Tenho certeza que ser revisteiro, como nos definíamos, era a melhor profissão
do mundo. Não a mais fácil, nunca foi. A exigência pelo ensaio de moda perfeito
fez muito produtor chorar. Assim como a busca pela foto perfeita, pelo design
perfeito, pelo título perfeito e pela capa perfeita: tudo isso enlouqueceu
Redações.
Com o passar do tempo, o evento perfeito também
viria enlouquecer nossas equipes de marketing. O ofício de separar o joio do
trigo, como se dizia no século passado, era levado a sério. Nada mais exaustivo
do que experimentar as madrugadas no frio do sétimo andar do prédio antigo da
Abril, onde ficava a Redação da "Veja", esperando que os diretores
ajeitassem nosso pobre texto de repórter, os revisores revisassem o texto, os
checadores checassem as informações.
A busca pelo melhor para o leitor nos iluminou por muito
tempo. Para cativá-lo, queríamos antecipar movimentos sociais, antecipar
desejos: disso se tratava captar a tendência, em todas as áreas, tanto na
divulgação científica, como faz a "Superinteressante", quanto no
universo da moda, como fazia a "Elle". Uma revista bem feita deixava
seu leitor mais sabido, encantado. De tempos em tempos, fazíamos animadas
reuniões com leitoras, principalmente nas Redações femininas. Nós, editoras,
nos considerávamos suas melhores amigas. E, sem exagero, no momento em que uma
leitora abria a revista, nós realmente cumpríamos aquele papel.
Na prática, ser revisteiro também era ganhar
dinheiro com a publicidade. Revista era um ambiente perfeito para a construção
de uma marca, dizíamos. Transmita sua mensagem aqui nas nossas páginas e você
estará falando com o público certo, na hora certa (aquela hora sagrada em que o
leitor abria e se entregava à revista).
O dinheiro da assinatura pagava os custos de
produção. A publicidade era o dinheiro que entrava na veia. E foi por isso que
a Abril morreu tão rapidamente, de forma tão vertiginosa, logo depois de
comemorar uma sequência de anos espetaculares de faturamento, graças aos
esforços de publicitários, publishers e profissionais de marketing.
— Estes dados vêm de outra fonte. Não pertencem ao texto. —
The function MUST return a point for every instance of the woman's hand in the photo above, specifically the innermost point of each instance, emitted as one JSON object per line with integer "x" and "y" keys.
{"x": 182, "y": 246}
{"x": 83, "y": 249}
Apenas sete anos antes de demitir milhares de funcionários e
enviá-los para casa sem os direitos trabalhistas garantidos, a empresa
comemorava o período mais lucrativo de sua história, com festas exuberantes
para o mercado publicitário, distribuição de participação nos lucros para os
empregados e bônus para os executivos. A Abril tinha dinheiro e tinha que
mostrar que tinha.
Não se podia demonstrar fraqueza em um mercado
publicitário que aguardava a decadência das velhas irmãs (Abril e Globo) e o
coroamento das novas irmãs (Google e Facebook).
Naquela época, o grupo parecia tão rico que outros
conglomerados de mídia, dos Estados Unidos e da Europa, olhavam para o Brasil,
espantados. Como a crise da mídia impressa, que estava sendo atropelada sem dó
pelo mercado digital, não tinha nos alcançado?
A verdade é que tinha. A crise se infiltrava como mofo, insidiosa,
nas glamorosas vidraças do prédio que chamávamos de NEA (Novo Edifício Abril),
na Marginal Pinheiros. (A Abril ocupava dois prédios, ambos em São Paulo, na
zona oeste. Um deles, o antigo, ficava na Marginal Tietê. O mais novo, na
Marginal Pinheiros.)
Enfim, em 2018, a família que herdou o grupo Abril
do publisher dos publishers, Roberto Civita, decidiu vendê-lo por um preço simbólico, tamanha era a dívida da empresa,
de quase 1,7 bilhão de reais. De repente, milhares de pessoas especializadas em
fazer lindas páginas, em encontrar e entrevistar os melhores profissionais das
várias áreas, foram dispensadas. Muitas se tornaram profissionais não
essenciais nos novos mercados produzidos pela revolução da informação. Outras,
se reinventaram. Tenho certeza de que, em ambos os casos, nos sentimos órfãos.
Revistas ainda existem, inclusive algumas que
continuam com o selo Abril. No Instagram, até ensaios de moda são publicados.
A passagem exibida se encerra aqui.